A few years later, Aoi is a production assistant at Musashino Animation, working frenetically to keep a pastiche of quirky and sometimes obstinate freelancers, in-house talent, and contractors all on the same page. Production on Musashino’s latest show, Exodus, is hitting snag after snag. The director is struggling with self-confidence after his last show bombed, and he’s waffling over whether a crucial scene in episode 3 is coming out right. The finale should be entering production, but the storyboards haven’t even been started yet. One of Aoi’s co-workers is flaking out, her boss is questioning his life choices, and the sound effects department urgently needs to track down a rare folk instrument. Then a server crashes at the worst possible moment.
Sometimes, the Goth doll and the teddy bear that sit on Aoi’s desk come to life and talk about her problems.
Aoi’s former classmates face their own struggles: Shizuka has trained to be a voice actor but is following the grand acting tradition of working as a waitress while waiting for her big break; Ema has landed a job as an animator at Musashino, but struggles to meet the challenges; Misa has gone into 3-D animation but finds herself on a monotonous, dead-end path. Midori, still in college, is planning to be a writer and dying to help out any way she can.

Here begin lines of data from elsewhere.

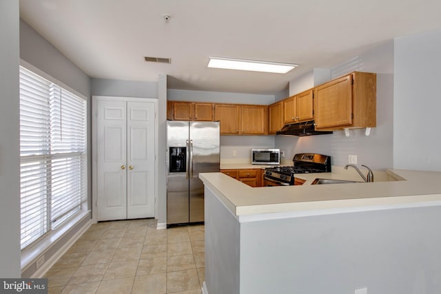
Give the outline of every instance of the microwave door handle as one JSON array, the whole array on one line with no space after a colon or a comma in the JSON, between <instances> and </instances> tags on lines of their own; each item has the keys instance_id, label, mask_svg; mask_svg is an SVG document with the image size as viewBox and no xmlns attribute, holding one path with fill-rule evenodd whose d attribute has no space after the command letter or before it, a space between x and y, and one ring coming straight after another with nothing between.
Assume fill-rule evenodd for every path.
<instances>
[{"instance_id":1,"label":"microwave door handle","mask_svg":"<svg viewBox=\"0 0 441 294\"><path fill-rule=\"evenodd\" d=\"M185 148L185 178L189 179L189 142L188 140L186 141L186 147Z\"/></svg>"}]
</instances>

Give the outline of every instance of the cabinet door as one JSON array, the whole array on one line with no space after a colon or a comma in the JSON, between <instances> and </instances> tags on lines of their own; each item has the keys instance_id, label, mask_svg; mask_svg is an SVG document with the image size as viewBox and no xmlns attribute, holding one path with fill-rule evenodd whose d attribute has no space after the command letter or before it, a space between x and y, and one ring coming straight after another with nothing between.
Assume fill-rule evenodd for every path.
<instances>
[{"instance_id":1,"label":"cabinet door","mask_svg":"<svg viewBox=\"0 0 441 294\"><path fill-rule=\"evenodd\" d=\"M314 118L312 98L312 89L296 95L296 119L297 121L311 120Z\"/></svg>"},{"instance_id":2,"label":"cabinet door","mask_svg":"<svg viewBox=\"0 0 441 294\"><path fill-rule=\"evenodd\" d=\"M283 127L283 102L269 105L269 134L276 134Z\"/></svg>"},{"instance_id":3,"label":"cabinet door","mask_svg":"<svg viewBox=\"0 0 441 294\"><path fill-rule=\"evenodd\" d=\"M240 105L236 104L215 104L214 120L220 122L221 135L238 135Z\"/></svg>"},{"instance_id":4,"label":"cabinet door","mask_svg":"<svg viewBox=\"0 0 441 294\"><path fill-rule=\"evenodd\" d=\"M352 124L351 82L351 75L348 75L315 88L316 129Z\"/></svg>"},{"instance_id":5,"label":"cabinet door","mask_svg":"<svg viewBox=\"0 0 441 294\"><path fill-rule=\"evenodd\" d=\"M173 118L175 120L192 120L194 103L174 101L173 103Z\"/></svg>"},{"instance_id":6,"label":"cabinet door","mask_svg":"<svg viewBox=\"0 0 441 294\"><path fill-rule=\"evenodd\" d=\"M212 103L194 103L194 120L213 120Z\"/></svg>"},{"instance_id":7,"label":"cabinet door","mask_svg":"<svg viewBox=\"0 0 441 294\"><path fill-rule=\"evenodd\" d=\"M263 135L265 129L265 110L262 105L241 105L240 132L243 135Z\"/></svg>"},{"instance_id":8,"label":"cabinet door","mask_svg":"<svg viewBox=\"0 0 441 294\"><path fill-rule=\"evenodd\" d=\"M289 124L296 122L296 100L293 96L283 101L283 123Z\"/></svg>"}]
</instances>

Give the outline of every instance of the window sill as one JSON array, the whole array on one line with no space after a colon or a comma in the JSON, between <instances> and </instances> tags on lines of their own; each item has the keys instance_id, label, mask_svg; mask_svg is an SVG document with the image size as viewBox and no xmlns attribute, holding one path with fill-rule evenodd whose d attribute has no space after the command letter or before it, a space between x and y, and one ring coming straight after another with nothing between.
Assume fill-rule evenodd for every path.
<instances>
[{"instance_id":1,"label":"window sill","mask_svg":"<svg viewBox=\"0 0 441 294\"><path fill-rule=\"evenodd\" d=\"M90 216L90 211L80 211L65 223L48 233L46 236L33 245L21 251L21 272L25 271L37 261L37 260L47 252L63 236L67 234L78 223ZM46 260L46 262L48 260Z\"/></svg>"}]
</instances>

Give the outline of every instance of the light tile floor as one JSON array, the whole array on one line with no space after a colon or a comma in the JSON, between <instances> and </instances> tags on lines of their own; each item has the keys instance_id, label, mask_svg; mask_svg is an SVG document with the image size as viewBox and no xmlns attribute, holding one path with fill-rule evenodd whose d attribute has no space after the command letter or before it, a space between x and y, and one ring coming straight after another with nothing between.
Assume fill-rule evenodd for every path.
<instances>
[{"instance_id":1,"label":"light tile floor","mask_svg":"<svg viewBox=\"0 0 441 294\"><path fill-rule=\"evenodd\" d=\"M49 293L201 294L204 234L155 220L92 224L46 273Z\"/></svg>"}]
</instances>

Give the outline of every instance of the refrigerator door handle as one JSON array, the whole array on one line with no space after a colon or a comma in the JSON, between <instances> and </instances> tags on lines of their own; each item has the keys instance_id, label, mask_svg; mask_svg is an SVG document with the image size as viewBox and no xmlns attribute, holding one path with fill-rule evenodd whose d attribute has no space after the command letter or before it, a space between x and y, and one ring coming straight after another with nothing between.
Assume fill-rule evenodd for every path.
<instances>
[{"instance_id":1,"label":"refrigerator door handle","mask_svg":"<svg viewBox=\"0 0 441 294\"><path fill-rule=\"evenodd\" d=\"M190 140L190 178L193 178L193 140Z\"/></svg>"},{"instance_id":2,"label":"refrigerator door handle","mask_svg":"<svg viewBox=\"0 0 441 294\"><path fill-rule=\"evenodd\" d=\"M185 166L187 167L187 168L185 169L185 178L188 179L188 178L189 178L189 167L190 167L190 165L189 165L190 160L189 160L189 156L188 156L189 150L189 142L188 140L187 140L186 143L187 143L187 148L185 148L185 150L186 150L186 151L185 151L185 153L186 153L186 154L185 154L185 158L186 158L185 159Z\"/></svg>"}]
</instances>

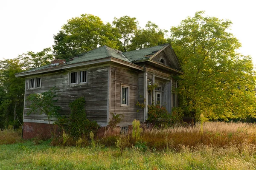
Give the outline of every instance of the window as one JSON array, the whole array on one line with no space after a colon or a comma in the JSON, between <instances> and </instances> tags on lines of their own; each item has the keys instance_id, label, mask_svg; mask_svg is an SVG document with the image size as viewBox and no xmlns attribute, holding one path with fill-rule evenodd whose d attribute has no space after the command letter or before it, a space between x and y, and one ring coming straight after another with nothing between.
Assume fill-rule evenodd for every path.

Through this range of viewpoints, Shirobako is able to give a complete, multifaceted tour of modern anime production. When Exodus is finally complete and in the white box– the shirobako holds the final completed version of an episode– Musashino takes on the even bigger challenge of adapting a popular manga, giving a chance to show you all the work that goes into a show before animation even starts.
Every aspect of production gets its due. Does a dawn-to-dusk meeting of sponsors arguing over casting sound like riveting TV? Shirobako manages to make it so. Even a simple drive to the freelance animation supervisor’s apartment is enlivened by Aoi’s ongoing rivalry with a production assistant at another studio.
In between crises, a huge cast of characters reflects on why they love anime and how they wound up where they are. Aoi got into it through a popular classic called Andes Chucky (a fictionalized version of a real show called Yama-nezumi Rocky Chuck, or Fables of the Green Forest in English); the people involved in it and the relationships formed by it keep popping up in unexpected ways throughout the series.
Shirobako does not depict an idealized world. People burn out and leave, or burn out and stay and make life unpleasant for everyone around them. Some people are temperamental artistes barely tolerated because they put out amazing work when properly motivated. While many of Aoi’s challenges stem from honest mistakes or bad luck, sometimes she has to grapple with sheer incompetence. But grapple with all of them she does, through tenacity and patience and, sometimes, sheer desperation.
Shirobako is a brilliant, funny, dramatic, exhilarating, and immensely educational love letter to all that is anime, made by the people who see it up close and love it anyway for all its warts. And one thing that makes it even more special is that, though creative people love to valorize other creative people, the heart of this show is Aoi, the one working in a noncreative job. It comes across as a thank-you to all the people who focus on getting stuff done so that the creatives can be creative.
Shirobako is essential viewing for every anime fan. Whether you’re deep into the geeky aspects of animation, or just wondering why your favorite show always seems to be delayed at the end of the season, it will give you a deeper appreciation for the great big crazy nutball of an industry that so manages to entertain us all.
Somewhere in Japan tonight, a production assistant will be working long after the trains have stopped running. Somewhere, a character designer is fretting over fifth rework on the characters for her latest show. Somewhere, a director is putting all his creative energy into an elaborate escape plan rather than the task at hand. Keep them in your thoughts, and be amazed that the shows you watch every week manage to be produced at all.